In this post, we’re going to follow an iterative, real-world example of how to solve a complex problem with Combine. You’ll also learn to how to overcome the pitfalls of procedural thinking when designing Combine pipelines. Let’s get started.

How would you solve this problem?

You’re implementing a complex data loading system.

  • You have data sources A, B, and C to read from
  • Each needs to be connected/initialized before reading any data from it
  • To initialize B and C, you must read a configuration object from A
  • All the data sources are synced from a cloud service automatically when initialized, which could take a variable amount of time for each
  • An auth token is required to open the data sources, which must be fetched from a web service

With each of these requirements, the complexity grows. In a real project, these requirements may have been added over months and multiple shipping versions of the app. Without the full context from the start, accounting for the final complexity becomes very difficult.

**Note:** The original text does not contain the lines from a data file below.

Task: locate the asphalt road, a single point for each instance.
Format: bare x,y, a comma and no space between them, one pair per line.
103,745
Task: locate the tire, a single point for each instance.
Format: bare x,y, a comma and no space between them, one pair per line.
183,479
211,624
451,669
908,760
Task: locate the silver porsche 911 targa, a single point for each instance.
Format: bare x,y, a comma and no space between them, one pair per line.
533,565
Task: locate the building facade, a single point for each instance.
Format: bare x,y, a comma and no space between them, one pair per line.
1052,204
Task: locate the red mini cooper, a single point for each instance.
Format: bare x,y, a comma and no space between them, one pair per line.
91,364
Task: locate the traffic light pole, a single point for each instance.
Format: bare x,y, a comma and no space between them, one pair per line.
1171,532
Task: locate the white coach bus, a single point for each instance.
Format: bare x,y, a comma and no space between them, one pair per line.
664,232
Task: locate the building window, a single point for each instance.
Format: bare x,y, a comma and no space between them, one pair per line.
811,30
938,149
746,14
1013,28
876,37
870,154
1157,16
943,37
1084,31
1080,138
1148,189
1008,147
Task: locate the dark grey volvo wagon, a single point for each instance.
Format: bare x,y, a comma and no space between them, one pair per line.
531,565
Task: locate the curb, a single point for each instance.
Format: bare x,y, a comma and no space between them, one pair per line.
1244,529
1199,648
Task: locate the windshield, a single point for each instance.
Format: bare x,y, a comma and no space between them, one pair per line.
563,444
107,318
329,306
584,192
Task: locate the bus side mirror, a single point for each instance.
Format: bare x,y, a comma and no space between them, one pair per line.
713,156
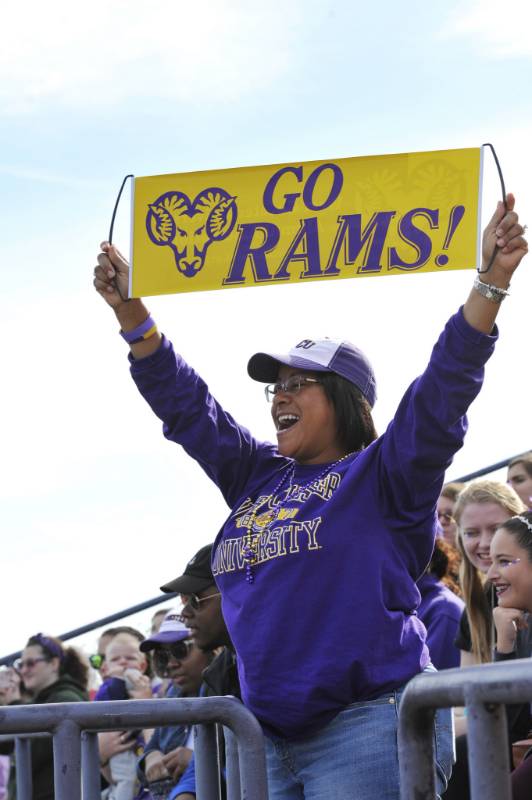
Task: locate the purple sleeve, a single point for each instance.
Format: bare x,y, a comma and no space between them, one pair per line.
191,417
430,423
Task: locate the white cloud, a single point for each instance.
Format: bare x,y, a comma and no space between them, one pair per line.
495,30
101,53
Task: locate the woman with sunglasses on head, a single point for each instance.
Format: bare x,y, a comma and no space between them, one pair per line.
177,658
480,507
51,673
511,575
329,529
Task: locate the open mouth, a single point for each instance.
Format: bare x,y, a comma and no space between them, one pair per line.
286,421
501,588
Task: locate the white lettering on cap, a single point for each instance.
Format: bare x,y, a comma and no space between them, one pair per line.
321,351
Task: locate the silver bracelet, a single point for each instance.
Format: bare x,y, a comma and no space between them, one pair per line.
490,292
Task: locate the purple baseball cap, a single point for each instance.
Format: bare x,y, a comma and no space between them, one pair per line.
319,355
171,630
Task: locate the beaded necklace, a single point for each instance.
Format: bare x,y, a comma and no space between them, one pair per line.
250,546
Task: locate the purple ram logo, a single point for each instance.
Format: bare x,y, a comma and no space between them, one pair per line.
188,228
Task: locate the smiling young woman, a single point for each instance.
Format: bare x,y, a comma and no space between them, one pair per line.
480,508
329,529
511,574
520,477
51,673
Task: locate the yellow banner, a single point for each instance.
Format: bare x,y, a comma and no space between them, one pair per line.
347,218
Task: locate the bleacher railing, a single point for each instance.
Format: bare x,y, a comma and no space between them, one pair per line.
127,612
74,728
483,690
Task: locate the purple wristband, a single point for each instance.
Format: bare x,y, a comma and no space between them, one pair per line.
141,332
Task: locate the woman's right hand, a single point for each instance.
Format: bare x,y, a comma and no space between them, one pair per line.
112,271
112,742
155,768
9,686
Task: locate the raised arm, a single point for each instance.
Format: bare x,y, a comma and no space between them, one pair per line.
191,416
113,271
430,423
505,232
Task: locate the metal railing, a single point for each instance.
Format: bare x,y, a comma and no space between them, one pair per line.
100,623
74,728
484,691
471,476
127,612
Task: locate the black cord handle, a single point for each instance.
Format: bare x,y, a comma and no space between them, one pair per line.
503,189
111,229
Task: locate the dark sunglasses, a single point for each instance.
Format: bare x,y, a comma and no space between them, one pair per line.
28,663
194,602
177,651
96,660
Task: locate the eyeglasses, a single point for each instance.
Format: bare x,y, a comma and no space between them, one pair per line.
504,563
28,663
96,660
446,515
177,651
194,602
290,386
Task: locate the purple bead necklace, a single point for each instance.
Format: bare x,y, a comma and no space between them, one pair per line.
250,546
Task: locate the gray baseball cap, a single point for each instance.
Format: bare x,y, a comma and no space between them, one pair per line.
319,355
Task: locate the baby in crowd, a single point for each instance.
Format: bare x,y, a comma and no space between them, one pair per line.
125,667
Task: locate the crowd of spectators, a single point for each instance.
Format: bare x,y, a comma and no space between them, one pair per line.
475,601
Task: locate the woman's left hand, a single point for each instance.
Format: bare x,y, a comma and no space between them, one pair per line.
507,622
176,761
504,232
140,685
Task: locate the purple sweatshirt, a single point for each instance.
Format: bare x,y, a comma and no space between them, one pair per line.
440,612
330,618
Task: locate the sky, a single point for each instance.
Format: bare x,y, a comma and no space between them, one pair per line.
97,510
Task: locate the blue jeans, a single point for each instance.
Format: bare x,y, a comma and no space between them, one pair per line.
353,758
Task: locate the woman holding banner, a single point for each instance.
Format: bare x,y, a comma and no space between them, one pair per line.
330,529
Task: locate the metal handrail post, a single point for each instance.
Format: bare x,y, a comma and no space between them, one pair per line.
417,772
132,714
90,766
232,765
23,762
483,690
67,761
206,762
487,749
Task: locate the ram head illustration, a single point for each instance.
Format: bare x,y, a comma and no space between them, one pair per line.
188,228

An experienced reader may have already recognized these as asynchronous problems. Knowing that the complexity compounds further. We have to manage callbacks and dispatch queues to avoid blocking the main thread, tricky but nothing too painful. You may even reach for operation queues which would also help with the dependency management for this data.

You can download the full Swift Playground and follow along. There are multiple pages, each corresponding to one of the steps below, and a Common.swift file that contains some of the convenience functions and type definitions used in these examples.

Simplicity is Key, Right?

In a naive, single-threaded case (or our glorious async/await future, but that’s another blog post), your code may look something like this:

// From page "01 - Sequential BG Queue"
func getAllDataSources(userName: String) -> MyDataSourceFacade {
    let token = getTokenFromServer()

    let A = getDataSourceA(token)

    let userData = A.getData(for: userName)

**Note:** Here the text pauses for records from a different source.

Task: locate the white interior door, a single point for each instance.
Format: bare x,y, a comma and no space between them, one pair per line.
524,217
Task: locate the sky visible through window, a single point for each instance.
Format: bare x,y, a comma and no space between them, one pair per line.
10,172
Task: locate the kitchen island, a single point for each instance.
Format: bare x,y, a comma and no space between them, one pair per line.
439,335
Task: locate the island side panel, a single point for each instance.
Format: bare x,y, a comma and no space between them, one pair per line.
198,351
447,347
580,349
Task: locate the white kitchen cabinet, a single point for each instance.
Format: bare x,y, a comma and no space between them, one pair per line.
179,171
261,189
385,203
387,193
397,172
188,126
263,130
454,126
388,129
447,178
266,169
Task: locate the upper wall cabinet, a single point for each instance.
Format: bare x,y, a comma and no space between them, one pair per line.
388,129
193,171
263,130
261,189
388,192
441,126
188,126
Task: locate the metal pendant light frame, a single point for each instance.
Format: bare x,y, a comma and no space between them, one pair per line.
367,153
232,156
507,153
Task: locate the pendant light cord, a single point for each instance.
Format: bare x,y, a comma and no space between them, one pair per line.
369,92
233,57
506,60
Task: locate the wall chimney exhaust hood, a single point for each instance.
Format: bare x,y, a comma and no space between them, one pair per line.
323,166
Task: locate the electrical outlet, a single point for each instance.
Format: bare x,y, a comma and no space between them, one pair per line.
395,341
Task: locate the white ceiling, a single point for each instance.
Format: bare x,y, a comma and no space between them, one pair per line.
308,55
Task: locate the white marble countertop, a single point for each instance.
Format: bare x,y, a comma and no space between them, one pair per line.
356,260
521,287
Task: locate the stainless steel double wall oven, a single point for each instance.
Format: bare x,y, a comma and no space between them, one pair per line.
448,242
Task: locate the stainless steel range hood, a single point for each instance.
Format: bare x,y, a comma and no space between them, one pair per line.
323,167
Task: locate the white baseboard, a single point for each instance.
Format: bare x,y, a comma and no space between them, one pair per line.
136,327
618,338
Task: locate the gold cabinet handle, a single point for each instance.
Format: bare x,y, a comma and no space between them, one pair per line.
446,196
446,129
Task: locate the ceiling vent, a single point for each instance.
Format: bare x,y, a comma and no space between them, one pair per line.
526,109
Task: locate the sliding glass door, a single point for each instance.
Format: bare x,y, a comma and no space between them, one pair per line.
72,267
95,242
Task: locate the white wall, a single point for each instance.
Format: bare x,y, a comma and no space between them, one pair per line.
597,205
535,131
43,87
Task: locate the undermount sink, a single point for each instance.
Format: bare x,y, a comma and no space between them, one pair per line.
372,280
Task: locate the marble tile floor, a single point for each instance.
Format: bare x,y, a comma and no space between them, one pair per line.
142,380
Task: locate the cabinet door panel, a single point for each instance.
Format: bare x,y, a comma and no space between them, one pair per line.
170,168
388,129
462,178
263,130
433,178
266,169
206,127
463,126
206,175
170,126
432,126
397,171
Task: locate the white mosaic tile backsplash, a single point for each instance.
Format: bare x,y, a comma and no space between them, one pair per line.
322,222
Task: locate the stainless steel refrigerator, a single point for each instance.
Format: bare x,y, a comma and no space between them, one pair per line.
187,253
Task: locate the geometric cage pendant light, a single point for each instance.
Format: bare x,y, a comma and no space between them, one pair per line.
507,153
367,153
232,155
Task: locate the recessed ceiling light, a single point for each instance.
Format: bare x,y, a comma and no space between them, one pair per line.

    let B = getDataSourceB(userData, token)
    let C = getDataSourceC(userData, token)

    return MyDataSourceFacade(userData, A, B, C)
}

You may notice one big thing that’s missing from this example: error handling. So it would be a bit more complex in reality but roughly the same structure.

To get this off the main thread, we’d need something like the following:

// From page "01 - Sequential BG Queue"
DispatchQueue.global(qos: .userInitiated).async {
    let facade = getAllDataSources(userName: "Jim")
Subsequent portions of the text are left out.